Nur gibt es bisher keinen Hinweis, dass diese Erklärung etwas mit dem Angriff auf die Bäckerei zu tun hat. Wer diese beiden Dinge vermengt, handelt wie die Staatsorgane in den 1970er-Jahren, als alle noch so moderaten Staatskritiker als Sympathisanten der Rote Armee Fraktion denunziert wurden. Genauso wenig wie damals die meisten, die sich kritisch zur BRD äußerten, Unterstützer der RAF waren, sind islamkritische Feministinnen und israelsolidarische Linke heute gleichzusetzen mit Menschen, die unter dem Label "Antifa" Angriffe auf migrantische Treffpunkte verüben.

Das machte auch eine Erklärung deutlich, die mit "spontaner Zusammenschluss entsetzter antideutscher, antifaschistischer und antirassistischer Kommunisten:innen aus Leipzig" unterschrieben war.

Zutiefst entsetzt sind wir hingegen von dem vulgären und unentschuldbaren Angriff auf ein Bi_Poc Wohnhaus. Ein Projekt, dass u.a. Gruppen einen Raum bietet sich zu treffen und Veranstaltungen durchzuführen, die kritisierbare Positionen einnehmen, selbst wenn das bis zur Relativierung des Hamas-Verbrechens reicht, ist kein legitimes Ziel linker Militanz.


Aus der Erklärung "Leipzig ist nicht Gaza"

Klar wird auch der Unterschied zwischen einer notwendigen scharfen Kritik an antisemitischen Positionen und dem rassistischen Angriff auf ein linkes Zentrum herausgearbeitet: "Leipzig ist nicht Israel/Palästina, selbst krude Antiimperialist:innen sind noch keine Nazischläger oder Hamas-Mörder und antideutsche Linke nicht Kommandos der IDF", heißt es da.

Es ist tatsächlich ein Unterschied ums Ganze, ob Israel die antisemitische Hamas gekämpft oder in Deutschland Linke mit regressiven Positionen wie Faschisten behandelt werden. Aber es ist das erste Mal, dass bei kleinen linken Gruppen ohne Einfluss und Relevanz diese Unterschiede verschwimmen.

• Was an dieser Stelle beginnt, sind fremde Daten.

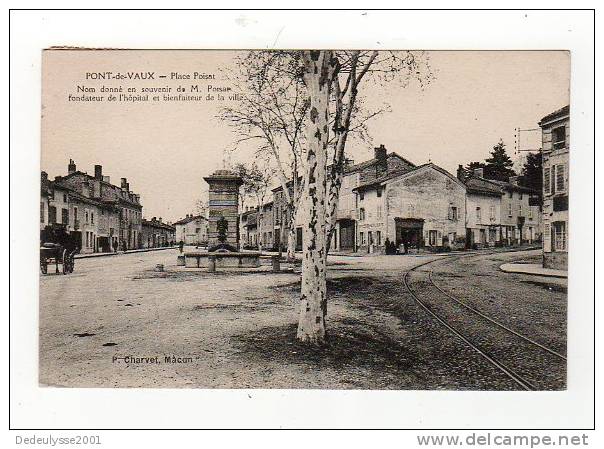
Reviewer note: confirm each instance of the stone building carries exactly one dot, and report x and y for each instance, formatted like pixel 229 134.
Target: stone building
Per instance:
pixel 556 146
pixel 520 213
pixel 85 207
pixel 483 212
pixel 414 208
pixel 192 230
pixel 104 216
pixel 500 213
pixel 157 234
pixel 346 236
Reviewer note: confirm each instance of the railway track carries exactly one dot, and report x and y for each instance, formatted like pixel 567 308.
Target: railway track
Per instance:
pixel 531 365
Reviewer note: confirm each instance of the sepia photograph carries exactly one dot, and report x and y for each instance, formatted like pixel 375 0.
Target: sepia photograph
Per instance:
pixel 304 219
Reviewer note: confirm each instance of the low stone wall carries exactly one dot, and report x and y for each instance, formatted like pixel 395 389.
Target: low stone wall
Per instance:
pixel 222 260
pixel 556 261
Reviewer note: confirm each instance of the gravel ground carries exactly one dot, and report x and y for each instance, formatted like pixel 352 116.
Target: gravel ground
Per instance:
pixel 234 330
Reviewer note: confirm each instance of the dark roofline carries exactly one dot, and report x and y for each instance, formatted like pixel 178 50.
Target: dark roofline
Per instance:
pixel 188 220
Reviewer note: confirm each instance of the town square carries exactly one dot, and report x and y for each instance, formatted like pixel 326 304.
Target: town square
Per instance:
pixel 310 248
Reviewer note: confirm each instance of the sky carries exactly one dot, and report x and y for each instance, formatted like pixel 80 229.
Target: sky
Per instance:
pixel 166 148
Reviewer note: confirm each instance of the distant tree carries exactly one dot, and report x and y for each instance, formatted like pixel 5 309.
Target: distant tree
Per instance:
pixel 499 165
pixel 532 171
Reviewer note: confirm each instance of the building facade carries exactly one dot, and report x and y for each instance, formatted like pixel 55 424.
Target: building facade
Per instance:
pixel 555 131
pixel 103 216
pixel 99 215
pixel 157 234
pixel 192 230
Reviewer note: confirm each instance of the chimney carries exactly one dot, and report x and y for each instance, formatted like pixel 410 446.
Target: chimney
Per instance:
pixel 380 153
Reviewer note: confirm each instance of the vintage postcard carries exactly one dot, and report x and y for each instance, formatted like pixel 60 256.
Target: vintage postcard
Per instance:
pixel 329 219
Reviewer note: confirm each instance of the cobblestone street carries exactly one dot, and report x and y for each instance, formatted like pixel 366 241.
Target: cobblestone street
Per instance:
pixel 237 330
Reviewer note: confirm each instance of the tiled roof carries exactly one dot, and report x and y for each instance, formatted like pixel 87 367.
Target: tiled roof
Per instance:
pixel 397 173
pixel 514 187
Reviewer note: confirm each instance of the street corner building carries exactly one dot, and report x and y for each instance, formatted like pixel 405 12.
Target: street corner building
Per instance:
pixel 157 234
pixel 100 216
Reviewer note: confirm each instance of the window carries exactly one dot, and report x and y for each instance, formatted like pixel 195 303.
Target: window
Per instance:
pixel 559 138
pixel 559 236
pixel 65 216
pixel 560 178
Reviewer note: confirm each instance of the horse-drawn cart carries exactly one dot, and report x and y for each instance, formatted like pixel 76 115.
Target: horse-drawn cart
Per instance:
pixel 57 247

Dabei müsste eine linke Bewegung ihre Kritik vor allem gegen deutsche Staatsapparate richten, die die Auseinandersetzungen im Nahen Osten für ihre eigenen geopolitischen Interessen nutzen wollen. Das wird in einem Deutschlandfunk-Interview mit dem CDU-Politiker Ralf Brinkhaus deutlich, der darauf dringt, dass die EU mit einer Stimme sprechen soll, und da ist die deutsche Position natürlich besonders laut.

Christian Hanelt von der Bertelsmann-Stiftung, einem wichtigen Thinktank der deutschen Außenpolitik, hat ebenfalls im Gespräch mit dem Deutschlandfunk ein Trio Deutschland-Frankreich-Polen vorgeschlagen, das sich um den Nahen Osten kümmern soll.

Da wird auch schnell klar, welches Ziel hinter der kampagnenartigen Berichterstattung über die bisherige polnische nationalkonservative Regierung in Deutschland steckte. Es ging nicht um die Frauenrechte, die für Linksliberale in Deutschland aber nicht für die prodeutsche konservative Partei um Donald Tusk im Mittelpunkt stehen. Die bisherige polnische Regierung war der Berliner Regierung zu antideutsch, weil sie immer auch an die deutschen Verbrechen erinnerte und sogar Reparationen forderte.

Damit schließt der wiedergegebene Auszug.